Alt-j – An Awesome Wave
A Mercury prize winner and rightfully so; a fresh, adventurous pop debut from this UK quartet. The album that made virtually everyone’s list this year.
Brownout – Oozy
When side projects stick around, they often become something much more than their original intent. This funked-up Austin outfit shares many of the members of Grupo Fantasma, and their music keeps getting sharper – and more fun.
Jimmy Cliff – Rebirth
The title says it all, a real triumph and return to form for the reggae superstar. A collaboration with Tim Armstrong of Rancid, who produced, and who totally gets the uneasy alliance of reggae and punk.
Amy Cook – Summer Skin
Austin’s Cook, a California transplant, has settled on a style midway between the glam-ish rock of her last recording and the pure folk of her earlier work, and she sounds more assured and at home than ever before. It doesn’t hurt that the songs are her best yet.

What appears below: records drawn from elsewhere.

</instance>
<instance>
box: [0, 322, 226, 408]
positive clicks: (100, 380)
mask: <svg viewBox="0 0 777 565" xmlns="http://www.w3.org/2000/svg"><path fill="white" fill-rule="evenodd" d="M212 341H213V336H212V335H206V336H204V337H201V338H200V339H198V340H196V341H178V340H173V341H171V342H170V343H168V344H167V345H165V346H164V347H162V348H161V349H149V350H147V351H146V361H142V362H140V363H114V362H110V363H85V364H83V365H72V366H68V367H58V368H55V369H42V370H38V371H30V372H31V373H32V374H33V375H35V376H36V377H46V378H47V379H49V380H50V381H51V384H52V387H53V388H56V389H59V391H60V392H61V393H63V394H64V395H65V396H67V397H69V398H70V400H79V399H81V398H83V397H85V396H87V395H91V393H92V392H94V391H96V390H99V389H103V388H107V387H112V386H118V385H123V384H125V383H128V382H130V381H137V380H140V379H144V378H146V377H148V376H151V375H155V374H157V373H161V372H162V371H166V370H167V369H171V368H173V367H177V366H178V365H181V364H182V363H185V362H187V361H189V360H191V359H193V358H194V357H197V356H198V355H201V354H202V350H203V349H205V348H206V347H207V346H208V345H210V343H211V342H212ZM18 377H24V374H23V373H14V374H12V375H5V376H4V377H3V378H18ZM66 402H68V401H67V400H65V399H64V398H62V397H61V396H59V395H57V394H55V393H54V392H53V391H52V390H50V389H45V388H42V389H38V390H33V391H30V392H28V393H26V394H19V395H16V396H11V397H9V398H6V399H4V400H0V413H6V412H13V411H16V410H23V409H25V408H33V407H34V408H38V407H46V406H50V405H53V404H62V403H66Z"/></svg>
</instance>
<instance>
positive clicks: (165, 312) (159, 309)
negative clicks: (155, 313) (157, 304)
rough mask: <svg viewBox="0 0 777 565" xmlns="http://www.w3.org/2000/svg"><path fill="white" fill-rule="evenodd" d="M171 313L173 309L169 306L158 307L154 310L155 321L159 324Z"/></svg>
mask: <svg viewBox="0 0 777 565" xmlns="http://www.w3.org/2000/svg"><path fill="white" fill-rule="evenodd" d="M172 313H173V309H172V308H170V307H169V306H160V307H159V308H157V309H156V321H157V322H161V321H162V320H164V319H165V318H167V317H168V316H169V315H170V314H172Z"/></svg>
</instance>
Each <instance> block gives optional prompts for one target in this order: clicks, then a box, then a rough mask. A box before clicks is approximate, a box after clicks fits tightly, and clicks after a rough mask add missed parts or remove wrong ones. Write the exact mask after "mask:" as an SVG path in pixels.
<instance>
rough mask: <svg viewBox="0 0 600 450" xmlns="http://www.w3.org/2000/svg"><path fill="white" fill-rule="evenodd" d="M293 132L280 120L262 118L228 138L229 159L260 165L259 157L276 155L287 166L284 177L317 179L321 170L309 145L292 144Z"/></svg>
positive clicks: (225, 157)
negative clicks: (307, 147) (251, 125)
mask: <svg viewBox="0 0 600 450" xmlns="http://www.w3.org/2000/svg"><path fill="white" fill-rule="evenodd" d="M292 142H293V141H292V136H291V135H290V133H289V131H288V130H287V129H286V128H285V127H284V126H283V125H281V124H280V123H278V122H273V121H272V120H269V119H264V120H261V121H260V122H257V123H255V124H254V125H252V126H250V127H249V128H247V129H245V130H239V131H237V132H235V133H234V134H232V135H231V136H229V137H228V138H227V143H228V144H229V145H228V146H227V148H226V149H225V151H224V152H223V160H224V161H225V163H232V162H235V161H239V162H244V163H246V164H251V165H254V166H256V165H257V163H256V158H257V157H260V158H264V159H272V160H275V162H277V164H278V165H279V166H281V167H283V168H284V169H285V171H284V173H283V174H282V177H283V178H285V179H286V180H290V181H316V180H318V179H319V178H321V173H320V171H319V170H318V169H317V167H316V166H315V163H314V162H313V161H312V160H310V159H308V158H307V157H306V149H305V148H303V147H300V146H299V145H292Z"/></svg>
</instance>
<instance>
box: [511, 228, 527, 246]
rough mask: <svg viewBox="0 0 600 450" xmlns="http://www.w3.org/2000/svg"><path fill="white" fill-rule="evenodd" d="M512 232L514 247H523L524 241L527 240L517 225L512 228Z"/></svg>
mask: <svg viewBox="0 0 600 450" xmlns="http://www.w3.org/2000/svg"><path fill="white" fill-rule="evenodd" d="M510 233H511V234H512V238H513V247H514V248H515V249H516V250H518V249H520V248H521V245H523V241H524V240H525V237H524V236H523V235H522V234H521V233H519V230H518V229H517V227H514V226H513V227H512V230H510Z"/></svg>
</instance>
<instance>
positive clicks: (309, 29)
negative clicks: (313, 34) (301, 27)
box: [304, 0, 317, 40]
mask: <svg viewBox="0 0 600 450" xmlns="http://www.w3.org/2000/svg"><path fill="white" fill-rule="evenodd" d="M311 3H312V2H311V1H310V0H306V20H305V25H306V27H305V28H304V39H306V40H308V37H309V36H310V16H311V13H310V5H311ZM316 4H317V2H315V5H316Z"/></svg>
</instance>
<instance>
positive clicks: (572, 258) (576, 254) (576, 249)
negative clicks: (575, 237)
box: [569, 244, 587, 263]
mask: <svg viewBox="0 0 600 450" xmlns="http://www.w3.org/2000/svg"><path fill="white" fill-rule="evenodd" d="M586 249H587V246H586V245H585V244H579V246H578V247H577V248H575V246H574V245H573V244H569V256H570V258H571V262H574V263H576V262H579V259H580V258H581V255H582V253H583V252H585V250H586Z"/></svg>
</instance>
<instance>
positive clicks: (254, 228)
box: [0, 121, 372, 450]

Dirty Projectors – Swing Lo Magellan
Experimental, fascinating recording by one of the most ambitious groups in indie rock. Sounds like modern doo wop at times. At others, like not much you’ve ever heard before. Challenging, and immensely rewarding.
Heartless Bastards – Arrow
Erika Wennerstrom’s best so far, bolstered by her direct, impassioned vocals and her highly confessional material.
Vijay Iyer Trio – Accelerando
A flowing and unfolding study of human movement set to the pianist’s thrilling improvisations. Lots of left turns, yet listenable and dynamic.
Frank Ocean – Channel Orange
The best soul music is usually about bravado, but not here. Brave, honest, vulnerable music feeling glitchy and modern with all the best elements of retro. Impressive.
Tame Impala – Lonerism
Second album of ripping, dense psychedelia from these Perth rockers delves into more subverise fare.
Sharon Van Etten – Tramp
Van Etten digs deep into her challenging material and delivers an emotional powerhouse of an album. Her voice is a sonic wonder.